As for intimacy, or the intimate, I think my work has always in some sense been concerned with our capacity – or incapacity – to establish proximity across difference, in non-reductive ways. This can manifest in the ways in which we make sense of pregnant embodiment as an experience that involves unique ways of navigating proximity and difference, in a way that fundamentally complicates and challenges commonly held views about identity, selfhood, relationality, and otherness. Or it can manifest in our attempts to build political coalitions across geographical distance and sexual, racial, and colonial difference. But I also think about this a lot from a pedagogical perspective, in terms of classroom dynamics. Intersubjectively as well as in relation to the texts we read, there is always a question of intimacy and trust – not of an erotic kind of course but in terms of making proximity across differences take place. How offer a close reading of a text that was written 2,000 years ago, in a culture different from our own? How create a space where students will have the trust (in me, in each other) to bring deeply personal experiences to bear on the texts that we are engaging? In my mind philosophical dialogue is best – as in most profound and most radical – when it comes from a place of intimacy. 

ADWarmack: What projects are you working on now?  How might time play a role in philosophies of sex and love (or the philosophy of sex and love)? 

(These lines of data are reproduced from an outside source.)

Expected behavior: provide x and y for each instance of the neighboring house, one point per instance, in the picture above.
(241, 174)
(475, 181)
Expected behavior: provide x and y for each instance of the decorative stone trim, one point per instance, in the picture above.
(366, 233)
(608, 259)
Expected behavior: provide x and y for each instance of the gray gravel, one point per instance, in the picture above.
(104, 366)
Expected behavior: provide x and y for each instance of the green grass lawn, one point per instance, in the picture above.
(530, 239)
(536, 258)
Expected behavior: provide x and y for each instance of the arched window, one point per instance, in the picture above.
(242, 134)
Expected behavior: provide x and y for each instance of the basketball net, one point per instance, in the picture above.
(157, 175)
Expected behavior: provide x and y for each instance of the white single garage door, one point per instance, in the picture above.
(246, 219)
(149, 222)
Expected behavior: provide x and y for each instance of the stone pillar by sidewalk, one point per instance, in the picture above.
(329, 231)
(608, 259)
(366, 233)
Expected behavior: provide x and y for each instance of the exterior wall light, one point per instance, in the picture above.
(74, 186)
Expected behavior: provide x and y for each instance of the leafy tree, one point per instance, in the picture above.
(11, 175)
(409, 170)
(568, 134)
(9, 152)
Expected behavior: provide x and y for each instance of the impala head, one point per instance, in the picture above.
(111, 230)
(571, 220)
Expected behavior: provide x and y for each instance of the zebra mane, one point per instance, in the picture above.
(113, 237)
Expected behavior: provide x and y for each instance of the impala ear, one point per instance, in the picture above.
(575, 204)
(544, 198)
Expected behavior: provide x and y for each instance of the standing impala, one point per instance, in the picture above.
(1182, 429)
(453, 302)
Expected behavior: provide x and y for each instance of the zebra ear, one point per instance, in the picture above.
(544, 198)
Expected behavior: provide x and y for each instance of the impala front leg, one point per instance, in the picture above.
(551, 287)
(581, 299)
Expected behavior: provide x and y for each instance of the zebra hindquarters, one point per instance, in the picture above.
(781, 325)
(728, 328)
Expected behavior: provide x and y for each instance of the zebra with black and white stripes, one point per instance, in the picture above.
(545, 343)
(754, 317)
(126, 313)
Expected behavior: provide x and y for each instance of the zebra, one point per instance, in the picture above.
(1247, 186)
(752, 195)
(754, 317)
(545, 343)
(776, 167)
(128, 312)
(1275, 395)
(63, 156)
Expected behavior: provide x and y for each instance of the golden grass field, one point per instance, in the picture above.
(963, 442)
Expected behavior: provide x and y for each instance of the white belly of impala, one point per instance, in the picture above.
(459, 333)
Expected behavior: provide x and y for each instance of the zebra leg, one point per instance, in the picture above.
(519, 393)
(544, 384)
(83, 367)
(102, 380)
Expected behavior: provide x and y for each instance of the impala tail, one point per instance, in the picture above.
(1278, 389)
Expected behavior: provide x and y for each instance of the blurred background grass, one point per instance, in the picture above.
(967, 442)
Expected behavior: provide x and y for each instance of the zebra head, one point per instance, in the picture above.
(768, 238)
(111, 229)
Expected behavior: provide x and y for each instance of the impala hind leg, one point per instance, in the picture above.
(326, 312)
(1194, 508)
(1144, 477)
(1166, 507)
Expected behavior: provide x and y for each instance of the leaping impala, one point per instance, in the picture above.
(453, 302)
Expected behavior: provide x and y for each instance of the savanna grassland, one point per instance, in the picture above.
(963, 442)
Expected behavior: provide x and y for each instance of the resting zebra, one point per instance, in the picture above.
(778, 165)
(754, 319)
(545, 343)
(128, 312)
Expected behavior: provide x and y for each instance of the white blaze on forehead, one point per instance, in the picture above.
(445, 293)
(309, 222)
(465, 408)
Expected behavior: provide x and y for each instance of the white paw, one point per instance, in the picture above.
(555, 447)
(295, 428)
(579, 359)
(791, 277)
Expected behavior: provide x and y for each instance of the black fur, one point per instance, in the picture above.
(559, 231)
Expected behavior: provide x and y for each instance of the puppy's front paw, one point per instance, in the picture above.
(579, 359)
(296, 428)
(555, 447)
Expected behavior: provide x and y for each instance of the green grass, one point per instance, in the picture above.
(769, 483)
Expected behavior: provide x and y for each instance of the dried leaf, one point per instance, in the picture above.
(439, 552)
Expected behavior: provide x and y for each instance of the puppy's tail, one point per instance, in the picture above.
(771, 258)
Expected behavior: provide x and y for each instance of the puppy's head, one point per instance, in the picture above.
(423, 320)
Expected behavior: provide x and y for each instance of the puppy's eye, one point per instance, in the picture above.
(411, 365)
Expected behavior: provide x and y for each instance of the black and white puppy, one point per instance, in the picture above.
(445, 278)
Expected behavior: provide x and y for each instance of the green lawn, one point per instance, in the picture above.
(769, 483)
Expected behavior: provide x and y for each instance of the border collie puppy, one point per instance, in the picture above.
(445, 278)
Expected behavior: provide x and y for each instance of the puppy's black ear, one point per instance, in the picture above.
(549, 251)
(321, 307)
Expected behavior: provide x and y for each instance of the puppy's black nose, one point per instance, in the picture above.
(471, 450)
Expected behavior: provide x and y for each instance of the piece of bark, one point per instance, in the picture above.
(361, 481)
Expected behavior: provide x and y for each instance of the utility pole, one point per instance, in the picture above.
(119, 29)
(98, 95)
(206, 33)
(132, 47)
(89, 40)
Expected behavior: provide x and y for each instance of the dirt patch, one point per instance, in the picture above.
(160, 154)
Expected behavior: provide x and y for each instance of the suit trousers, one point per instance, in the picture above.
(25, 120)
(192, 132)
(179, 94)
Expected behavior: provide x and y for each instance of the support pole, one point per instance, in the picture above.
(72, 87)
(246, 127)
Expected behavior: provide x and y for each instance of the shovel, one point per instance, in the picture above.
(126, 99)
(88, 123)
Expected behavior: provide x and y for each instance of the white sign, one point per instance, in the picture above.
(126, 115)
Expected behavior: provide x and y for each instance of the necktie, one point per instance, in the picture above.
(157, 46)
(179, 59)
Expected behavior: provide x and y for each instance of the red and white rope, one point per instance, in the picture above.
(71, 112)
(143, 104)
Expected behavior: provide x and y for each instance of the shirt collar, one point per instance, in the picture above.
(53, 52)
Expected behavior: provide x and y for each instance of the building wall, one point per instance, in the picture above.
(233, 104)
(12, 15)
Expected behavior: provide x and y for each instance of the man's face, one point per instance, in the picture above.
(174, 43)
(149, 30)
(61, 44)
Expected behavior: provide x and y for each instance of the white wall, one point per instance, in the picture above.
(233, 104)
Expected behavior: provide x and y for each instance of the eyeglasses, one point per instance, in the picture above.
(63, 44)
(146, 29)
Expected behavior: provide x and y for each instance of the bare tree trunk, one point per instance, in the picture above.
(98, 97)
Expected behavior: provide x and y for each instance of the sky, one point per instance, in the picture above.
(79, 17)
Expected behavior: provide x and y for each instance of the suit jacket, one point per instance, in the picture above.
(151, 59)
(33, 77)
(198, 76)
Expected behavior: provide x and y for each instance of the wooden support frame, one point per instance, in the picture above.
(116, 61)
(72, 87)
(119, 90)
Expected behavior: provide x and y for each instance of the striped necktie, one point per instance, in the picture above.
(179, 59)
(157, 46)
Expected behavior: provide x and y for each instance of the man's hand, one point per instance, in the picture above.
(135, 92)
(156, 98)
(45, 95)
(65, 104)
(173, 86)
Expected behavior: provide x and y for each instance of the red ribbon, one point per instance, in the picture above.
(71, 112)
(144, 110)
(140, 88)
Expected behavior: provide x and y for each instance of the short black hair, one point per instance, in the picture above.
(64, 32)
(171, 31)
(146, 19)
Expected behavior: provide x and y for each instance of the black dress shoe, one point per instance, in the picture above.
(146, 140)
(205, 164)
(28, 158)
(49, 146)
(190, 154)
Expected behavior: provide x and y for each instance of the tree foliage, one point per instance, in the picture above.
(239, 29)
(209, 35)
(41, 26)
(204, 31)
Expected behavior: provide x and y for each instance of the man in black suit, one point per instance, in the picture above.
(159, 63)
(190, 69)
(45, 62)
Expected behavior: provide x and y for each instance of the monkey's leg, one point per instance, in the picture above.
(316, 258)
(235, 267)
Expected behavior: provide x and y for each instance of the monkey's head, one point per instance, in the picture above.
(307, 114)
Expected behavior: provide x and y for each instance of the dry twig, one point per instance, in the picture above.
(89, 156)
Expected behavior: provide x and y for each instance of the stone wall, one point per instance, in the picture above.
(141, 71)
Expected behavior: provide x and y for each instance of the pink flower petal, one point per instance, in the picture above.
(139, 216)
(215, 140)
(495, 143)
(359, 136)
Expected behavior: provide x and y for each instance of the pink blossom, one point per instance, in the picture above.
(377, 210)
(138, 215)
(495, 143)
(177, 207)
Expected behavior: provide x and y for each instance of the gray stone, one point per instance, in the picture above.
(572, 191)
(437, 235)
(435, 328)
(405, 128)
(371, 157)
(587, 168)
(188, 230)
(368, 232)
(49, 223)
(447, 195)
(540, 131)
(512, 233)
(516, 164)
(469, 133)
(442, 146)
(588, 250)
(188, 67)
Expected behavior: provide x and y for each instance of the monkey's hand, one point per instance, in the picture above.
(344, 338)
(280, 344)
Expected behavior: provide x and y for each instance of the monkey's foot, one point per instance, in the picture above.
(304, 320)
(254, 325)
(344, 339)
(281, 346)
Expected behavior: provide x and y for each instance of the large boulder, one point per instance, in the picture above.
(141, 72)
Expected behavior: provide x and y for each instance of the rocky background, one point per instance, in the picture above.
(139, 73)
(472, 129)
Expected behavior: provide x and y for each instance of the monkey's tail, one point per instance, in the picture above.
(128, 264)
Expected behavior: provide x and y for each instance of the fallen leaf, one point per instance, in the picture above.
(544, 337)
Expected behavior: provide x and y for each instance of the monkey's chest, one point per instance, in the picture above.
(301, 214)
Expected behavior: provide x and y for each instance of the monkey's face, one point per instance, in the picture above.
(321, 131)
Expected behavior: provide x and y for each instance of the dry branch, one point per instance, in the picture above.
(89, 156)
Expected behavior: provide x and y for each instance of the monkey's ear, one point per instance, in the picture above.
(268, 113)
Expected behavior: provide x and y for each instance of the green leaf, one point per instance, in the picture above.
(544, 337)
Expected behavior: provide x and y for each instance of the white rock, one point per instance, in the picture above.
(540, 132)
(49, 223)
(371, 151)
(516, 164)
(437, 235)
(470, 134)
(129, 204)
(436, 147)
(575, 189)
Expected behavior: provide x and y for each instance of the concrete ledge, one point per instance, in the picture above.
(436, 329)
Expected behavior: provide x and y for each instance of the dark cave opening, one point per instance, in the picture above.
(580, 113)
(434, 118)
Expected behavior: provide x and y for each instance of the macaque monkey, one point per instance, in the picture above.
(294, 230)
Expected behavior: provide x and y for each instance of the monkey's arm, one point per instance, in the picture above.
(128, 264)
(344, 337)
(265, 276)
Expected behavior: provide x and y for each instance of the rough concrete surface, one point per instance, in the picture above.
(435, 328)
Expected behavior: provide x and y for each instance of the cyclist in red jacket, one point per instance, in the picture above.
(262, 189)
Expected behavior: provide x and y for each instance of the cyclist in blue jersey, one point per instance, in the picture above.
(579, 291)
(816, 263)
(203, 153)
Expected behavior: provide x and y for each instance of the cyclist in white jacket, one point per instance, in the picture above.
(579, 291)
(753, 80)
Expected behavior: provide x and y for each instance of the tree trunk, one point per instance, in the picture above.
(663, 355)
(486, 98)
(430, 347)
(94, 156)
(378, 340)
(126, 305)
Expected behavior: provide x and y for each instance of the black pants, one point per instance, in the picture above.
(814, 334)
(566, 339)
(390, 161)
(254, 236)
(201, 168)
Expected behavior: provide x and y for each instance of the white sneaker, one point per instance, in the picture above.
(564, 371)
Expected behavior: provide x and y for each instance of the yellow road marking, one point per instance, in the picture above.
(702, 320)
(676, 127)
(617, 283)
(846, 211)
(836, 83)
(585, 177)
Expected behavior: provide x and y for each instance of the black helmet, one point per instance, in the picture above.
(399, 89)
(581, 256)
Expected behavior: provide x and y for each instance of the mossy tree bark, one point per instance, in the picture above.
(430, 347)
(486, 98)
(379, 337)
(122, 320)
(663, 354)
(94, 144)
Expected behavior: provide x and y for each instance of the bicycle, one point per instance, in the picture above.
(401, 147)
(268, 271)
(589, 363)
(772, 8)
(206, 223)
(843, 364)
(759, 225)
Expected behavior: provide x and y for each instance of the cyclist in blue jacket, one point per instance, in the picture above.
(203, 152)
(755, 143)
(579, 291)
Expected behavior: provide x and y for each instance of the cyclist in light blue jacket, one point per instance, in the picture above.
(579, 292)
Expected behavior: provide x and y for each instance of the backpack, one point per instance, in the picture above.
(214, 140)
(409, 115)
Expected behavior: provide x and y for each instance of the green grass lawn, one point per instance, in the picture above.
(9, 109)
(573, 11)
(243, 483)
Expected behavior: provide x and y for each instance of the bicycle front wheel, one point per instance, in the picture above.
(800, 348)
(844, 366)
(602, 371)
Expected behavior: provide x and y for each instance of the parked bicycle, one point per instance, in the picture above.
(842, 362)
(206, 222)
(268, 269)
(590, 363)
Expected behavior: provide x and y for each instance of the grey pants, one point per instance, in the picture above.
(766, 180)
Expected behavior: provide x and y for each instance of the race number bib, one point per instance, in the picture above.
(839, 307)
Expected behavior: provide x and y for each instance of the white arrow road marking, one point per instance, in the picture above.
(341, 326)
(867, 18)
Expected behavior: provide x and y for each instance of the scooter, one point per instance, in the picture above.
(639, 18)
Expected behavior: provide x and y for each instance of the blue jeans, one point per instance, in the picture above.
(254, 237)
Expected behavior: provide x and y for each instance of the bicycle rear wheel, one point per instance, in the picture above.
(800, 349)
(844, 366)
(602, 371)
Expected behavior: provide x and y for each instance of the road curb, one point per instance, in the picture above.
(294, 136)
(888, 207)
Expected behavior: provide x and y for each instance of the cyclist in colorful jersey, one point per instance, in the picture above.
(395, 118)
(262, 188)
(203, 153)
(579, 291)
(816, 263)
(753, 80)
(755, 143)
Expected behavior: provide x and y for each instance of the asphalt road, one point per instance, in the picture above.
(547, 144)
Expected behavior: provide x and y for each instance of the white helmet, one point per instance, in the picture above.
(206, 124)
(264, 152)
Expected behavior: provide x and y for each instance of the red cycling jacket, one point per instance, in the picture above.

FS: In my forthcoming book on revolutionary time – which examines the role of temporality in the works of Kristeva and Irigaray – I offer an analysis of the present that frames Irigaray’s critique of the metaphysics of presence through an appeal to love understood as co-presence. As much as concepts such as “Being” and “Presence” are fraught in a host of ways – and especially so for marginalized folks in cisheteropatriarchal culture – I am still interested in the question of what it means to be-with in a manner that allows for being-present-with. Especially erotic relations are so burdened with appropriative logics that end up objectifying the other. That’s why, for Irigaray, even a seemingly affirmative expression such as “I love you” in fact runs the risk of repeating sexist-capitalist-colonial tendencies to reduce the other to an object; and that’s also why desire so easily gets confused with ownership. To suggest, like Irigaray does, that we instead say “I love to you” is an attempt to seek out the possibility for erotic relations between subjects, whose co-presence or becoming-with are marked by indeterminacy, proximity in difference, and attention to the irreducible mystery of those we love (that they must remain strangers). In praxis, this is extremely hard, because we are so habituated to seek identification through appropriation, to eliminate the distance or difference between us and devouring what we desire. I struggle a lot with this in relation to the people I love. How to carve out an asymptotic path of approximation rather than a teleological project of identification? Those are questions that keep me up at night… 

Moving forward, I am articulating a project that seeks to read Kristeva and Anzaldúa together around issues of foreignness and strangeness. And I am just starting a new book project on Cavarero’s philosophy of singularity. Both the strange and the singular are, for me, conditions of possibility for intimacy. So, while neither of these projects are explicitly or primarily about love or sex, I guess in some sense they might be construed as such. 

ADWarmack: Is there anything else you’d like to share with our readers? 

FS: I have the word LOVE in Hebrew (AHAVA) tattooed on my shoulder. It’s been with me since I was fourteen. And I am currently engaging in a very peculiar form of loving relation, namely pregnancy. There is something intensely strange about feeling so much love towards and intimacy with someone who you have yet to actually meet.